Éramos uma equipa pequena, coesa. Trabalhámos com apenas duas lentes fixas, e não usamos luz artificial. Ou seja, optámos pela depuração, pela subtracção. Essa arquitectura foi pensada a priori, mas a filmagem foi porosa aos "acidentes" que aconteceram enquanto rodávamos. E foram vários. Essa parte do filme foi integrada na montagem.
Quando você filma um cineasta explicando a sua inscrição específica num local – Fenyang nesse caso - e o modo como o seu cinema o reflecte, isso vem da curiosidade do fã que quer saber mais ou do cineasta que procura perceber como os outros trabalham?
Borges dizia que o que lhe interessava em literatura era dar nome ao que ainda não havia sido nomeado.
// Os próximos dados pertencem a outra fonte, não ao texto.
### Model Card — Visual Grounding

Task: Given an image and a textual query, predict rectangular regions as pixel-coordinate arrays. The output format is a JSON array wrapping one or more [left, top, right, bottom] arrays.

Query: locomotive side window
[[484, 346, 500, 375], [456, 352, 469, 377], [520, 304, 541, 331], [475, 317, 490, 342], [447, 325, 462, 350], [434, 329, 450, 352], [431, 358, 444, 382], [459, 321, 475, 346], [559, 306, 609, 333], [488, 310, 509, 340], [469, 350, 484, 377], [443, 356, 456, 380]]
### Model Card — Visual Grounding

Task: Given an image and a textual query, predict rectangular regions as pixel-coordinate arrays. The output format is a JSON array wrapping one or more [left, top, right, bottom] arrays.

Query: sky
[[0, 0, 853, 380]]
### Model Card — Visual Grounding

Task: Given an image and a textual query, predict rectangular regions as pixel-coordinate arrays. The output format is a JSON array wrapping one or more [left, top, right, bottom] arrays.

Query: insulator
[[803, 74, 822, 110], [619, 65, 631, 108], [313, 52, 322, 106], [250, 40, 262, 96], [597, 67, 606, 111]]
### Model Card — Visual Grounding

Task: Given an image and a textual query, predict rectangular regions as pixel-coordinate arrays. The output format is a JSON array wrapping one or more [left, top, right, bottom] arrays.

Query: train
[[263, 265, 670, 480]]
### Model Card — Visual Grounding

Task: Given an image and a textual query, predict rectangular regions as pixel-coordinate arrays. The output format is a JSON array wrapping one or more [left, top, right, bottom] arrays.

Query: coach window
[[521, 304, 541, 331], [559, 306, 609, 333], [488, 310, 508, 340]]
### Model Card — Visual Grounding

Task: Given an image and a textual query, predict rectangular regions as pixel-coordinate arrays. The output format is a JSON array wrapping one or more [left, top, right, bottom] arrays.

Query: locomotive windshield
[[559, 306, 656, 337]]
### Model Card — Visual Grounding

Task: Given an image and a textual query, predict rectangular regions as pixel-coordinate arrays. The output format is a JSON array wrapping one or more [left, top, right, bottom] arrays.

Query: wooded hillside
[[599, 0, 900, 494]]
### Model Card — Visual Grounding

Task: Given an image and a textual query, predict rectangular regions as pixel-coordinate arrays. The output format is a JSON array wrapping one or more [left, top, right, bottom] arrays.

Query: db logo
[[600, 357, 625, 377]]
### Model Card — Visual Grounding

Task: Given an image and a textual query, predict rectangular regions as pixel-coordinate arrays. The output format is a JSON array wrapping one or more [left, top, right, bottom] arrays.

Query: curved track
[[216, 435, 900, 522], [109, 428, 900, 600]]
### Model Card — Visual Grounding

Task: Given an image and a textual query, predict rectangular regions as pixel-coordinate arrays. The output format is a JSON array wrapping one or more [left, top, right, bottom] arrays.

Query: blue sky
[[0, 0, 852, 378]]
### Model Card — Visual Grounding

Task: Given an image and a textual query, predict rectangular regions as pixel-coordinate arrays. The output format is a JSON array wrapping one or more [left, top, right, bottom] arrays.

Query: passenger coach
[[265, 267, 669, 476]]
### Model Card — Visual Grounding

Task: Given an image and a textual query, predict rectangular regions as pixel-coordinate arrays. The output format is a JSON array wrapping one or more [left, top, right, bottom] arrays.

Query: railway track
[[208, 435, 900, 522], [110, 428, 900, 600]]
Foi o que os primeiros documentaristas fizeram, em diversas latitudes. Hoje, numa época em que as imagens sofrem uma multiplicação sem fim, é cada vez mais dificil encontrar essa possibilidade no cinema. Nesse sentido, o que me moveu foi tentar entender como Jia consegue desvendar uma geografia física e humana tão específica, e outorgar-lhe tamanha transcendência.
Um Homem de Fenyang está sempre “entre” um retrato de uma personagem específica e um retrato de uma obra, integrando quase organicamente os extractos de filmes de Jia. Como atingiu esse equilíbrio?
Sim, é verdade. O facto dos filmes de Jia serem uma extensão de experiências pessoais, absolutamente singulares, permite esse entrelaçamento constante. Nesse sentido, o equilibrio entre vida e obra se impôs naturalmente, de uma forma mais intuitiva do que cartesiana. Deixando-se levar pela matéria fílmica que está sendo registada. Como se para o cinema existir fosse necessário esquecer que se está, justamente, fazendo cinema.